Krystyna Gil, militante rom et survivante de la Shoah, est représentée par Mirga‑Tas dans un grand portrait textile créé à partir de tissus réemployés. L’œuvre affirme sa présence face à l’invisibilisation des Roms et constitue une archive communautaire. Le textile, porteur de mémoires intimes et collectives, devient un moyen de réappropriation et de transmission de l’histoire rom.
Présentation de l’œuvre
Tiré de la série d'œuvres Siukar Manusia (“Des gens merveilleux”), Krystyna Gil est un grand portrait textile de l'artiste Małgorzata Mirga-Tas. Militante, première conductrice de tramway rom en
Pologne et survivante de la Shoah, Krystyna Gil est représentée à partir de textiles réemployés et collectés auprès de proches ou dans des friperies par l’artiste. Par cet assemblage de matériaux
chargés d'histoires personnelles, l'artiste fait du portrait un support de mémoire individuelle et collective.
Une présence imposante
La figure apparaît frontalement sur un fond bleu profond, caractéristique de la série, symbolisant l’injonction “regarde-moi”. Assise, Krystyna Gil fixe celui qui la regarde. Par ses dimensions
monumentales (260 × 270 cm), le portrait lui confère une présence imposante qui contraste avec l'invisibilisation historique des populations roms. Consacrée aux figures marquantes de la
communauté de Nowa Huta, la série constitue une archive communautaire préservant une histoire souvent absente des récits nationaux.

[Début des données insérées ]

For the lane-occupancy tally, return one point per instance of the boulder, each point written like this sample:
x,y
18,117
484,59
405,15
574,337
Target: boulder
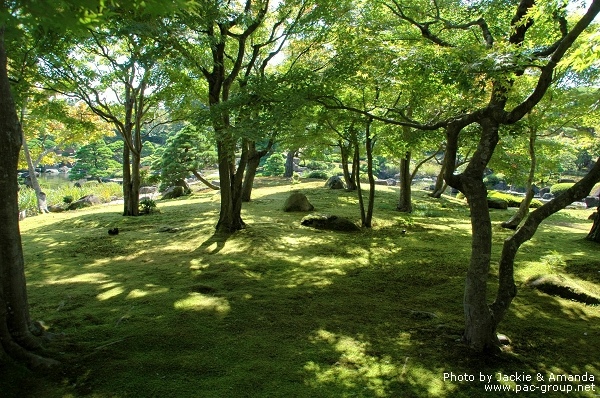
x,y
335,182
547,196
329,222
173,192
592,201
86,201
497,203
556,286
148,190
297,202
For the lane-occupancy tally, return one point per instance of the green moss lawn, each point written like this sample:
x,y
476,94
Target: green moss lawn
x,y
167,309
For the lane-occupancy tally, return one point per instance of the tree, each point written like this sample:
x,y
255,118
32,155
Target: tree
x,y
118,75
489,69
187,152
93,160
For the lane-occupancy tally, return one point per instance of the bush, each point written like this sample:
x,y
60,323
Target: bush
x,y
320,174
274,165
558,189
147,206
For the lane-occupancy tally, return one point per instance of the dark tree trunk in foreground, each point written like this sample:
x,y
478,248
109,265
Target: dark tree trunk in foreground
x,y
349,175
440,185
289,164
254,157
16,339
594,234
366,215
35,184
516,219
405,202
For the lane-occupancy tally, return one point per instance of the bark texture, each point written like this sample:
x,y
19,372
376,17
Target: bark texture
x,y
16,338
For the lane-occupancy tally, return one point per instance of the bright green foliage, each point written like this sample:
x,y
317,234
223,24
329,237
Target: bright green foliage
x,y
189,150
274,165
93,160
558,189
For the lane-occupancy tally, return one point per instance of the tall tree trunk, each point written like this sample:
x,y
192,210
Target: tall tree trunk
x,y
254,157
366,215
348,174
405,203
16,338
516,219
289,164
440,184
480,327
35,184
594,234
230,216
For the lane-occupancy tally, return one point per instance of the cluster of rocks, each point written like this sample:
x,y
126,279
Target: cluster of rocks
x,y
298,202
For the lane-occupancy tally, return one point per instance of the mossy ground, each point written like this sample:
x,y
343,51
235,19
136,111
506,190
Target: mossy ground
x,y
281,310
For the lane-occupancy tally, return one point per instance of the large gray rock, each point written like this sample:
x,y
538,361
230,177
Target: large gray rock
x,y
148,190
592,201
86,201
335,182
173,192
297,202
329,222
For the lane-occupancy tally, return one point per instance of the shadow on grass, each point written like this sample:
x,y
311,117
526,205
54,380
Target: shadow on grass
x,y
277,310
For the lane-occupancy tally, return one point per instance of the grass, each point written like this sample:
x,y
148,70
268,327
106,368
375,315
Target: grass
x,y
280,310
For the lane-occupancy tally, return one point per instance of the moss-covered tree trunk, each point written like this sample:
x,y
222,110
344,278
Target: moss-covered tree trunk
x,y
594,234
405,200
16,338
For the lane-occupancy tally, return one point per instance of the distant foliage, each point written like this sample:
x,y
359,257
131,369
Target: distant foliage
x,y
274,165
320,174
67,194
558,189
94,160
147,206
190,149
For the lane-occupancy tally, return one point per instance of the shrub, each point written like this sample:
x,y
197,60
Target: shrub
x,y
320,174
274,165
147,206
558,189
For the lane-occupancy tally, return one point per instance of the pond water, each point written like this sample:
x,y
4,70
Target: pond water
x,y
54,181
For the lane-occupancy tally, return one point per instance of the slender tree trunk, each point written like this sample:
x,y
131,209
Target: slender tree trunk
x,y
348,174
440,184
516,219
16,338
204,180
361,203
230,216
254,157
289,164
405,202
370,144
594,234
253,162
366,215
40,195
480,326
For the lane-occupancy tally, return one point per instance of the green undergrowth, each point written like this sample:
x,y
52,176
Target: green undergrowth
x,y
166,308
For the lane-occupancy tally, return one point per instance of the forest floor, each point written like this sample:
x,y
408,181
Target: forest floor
x,y
166,308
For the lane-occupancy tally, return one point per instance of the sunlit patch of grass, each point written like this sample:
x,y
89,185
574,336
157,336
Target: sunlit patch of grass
x,y
168,307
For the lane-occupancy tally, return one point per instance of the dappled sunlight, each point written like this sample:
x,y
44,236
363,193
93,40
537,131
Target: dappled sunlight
x,y
356,369
110,293
201,302
149,289
90,277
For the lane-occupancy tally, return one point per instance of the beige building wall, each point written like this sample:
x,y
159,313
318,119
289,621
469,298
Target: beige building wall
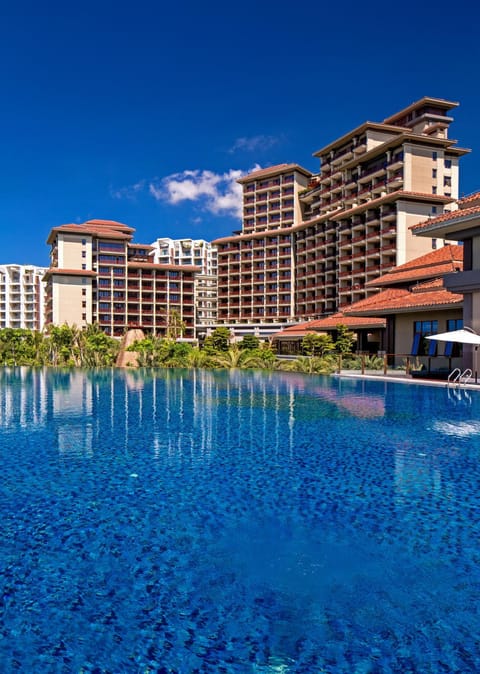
x,y
409,246
420,165
300,183
71,249
68,300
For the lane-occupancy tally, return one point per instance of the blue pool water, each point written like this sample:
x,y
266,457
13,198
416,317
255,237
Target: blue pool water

Une technique de collage textile
Grâce à une technique proche du collage, l’artiste superpose différents textiles pour créer des portraits dans une volonté de réappropriation de l'image des populations roms. Longtemps
représentés à travers des stéréotypes extérieurs, les Roms apparaissent ici comme les sujets de leur propre histoire. En s'appuyant sur des photographies familiales, témoignages et souvenirs,
Mirga-Tas construit un récit intérieur où chaque personne représentée devient un individu porteur d’une mémoire singulière.
Le textile comme archive vivante
L’utilisation du textile prend tout son sens dans le travail de Mirga-Tas. Chaque morceau porte les traces d’une vie, transformant l’œuvre en archive matérielle où s’entremêlent souvenirs
individuels et histoire collective. Contrairement à une photographie, le vêtement conserve la trace physique d’une présence : porté, touché, réparé, transmis, il devient un objet chargé d’affects
et de récits.
Transmission d’histoires effacées
Pour des populations dont l’histoire a été peu documentée, les objets du quotidien deviennent supports de transmission. Le textile agit ici comme une archive vivante permettant à des histoires
effacées d’émerger et de s’inscrire dans le récit national polonais. Le tissu traditionnel des montagnes polonaises sur les genoux de Krystyna Gil légitime son identité polonaise malgré la
marginalisation de sa communauté.
Un geste artistique et politique
Le textile porte ainsi des enjeux historiques et politiques majeurs. Avec Siukar Manusia, Mirga-Tas rappelle que tissus, images et archives peuvent conserver et transmettre des histoires. Le
recours à des tissus de seconde main permet d’intégrer des matières déjà chargées de mémoire, faisant du recyclage textile un geste de transmission autant qu’un procédé créatif.
Une reconnaissance internationale
En 2022, Mirga-Tas devient la première artiste rom à représenter un pays à la Biennale de Venise avec Re-enchanting the World. Cette reconnaissance marque une étape importante dans l’art
contemporain et textile, donnant une visibilité nouvelle à des récits longtemps tenus à l’écart des grandes narrations européennes.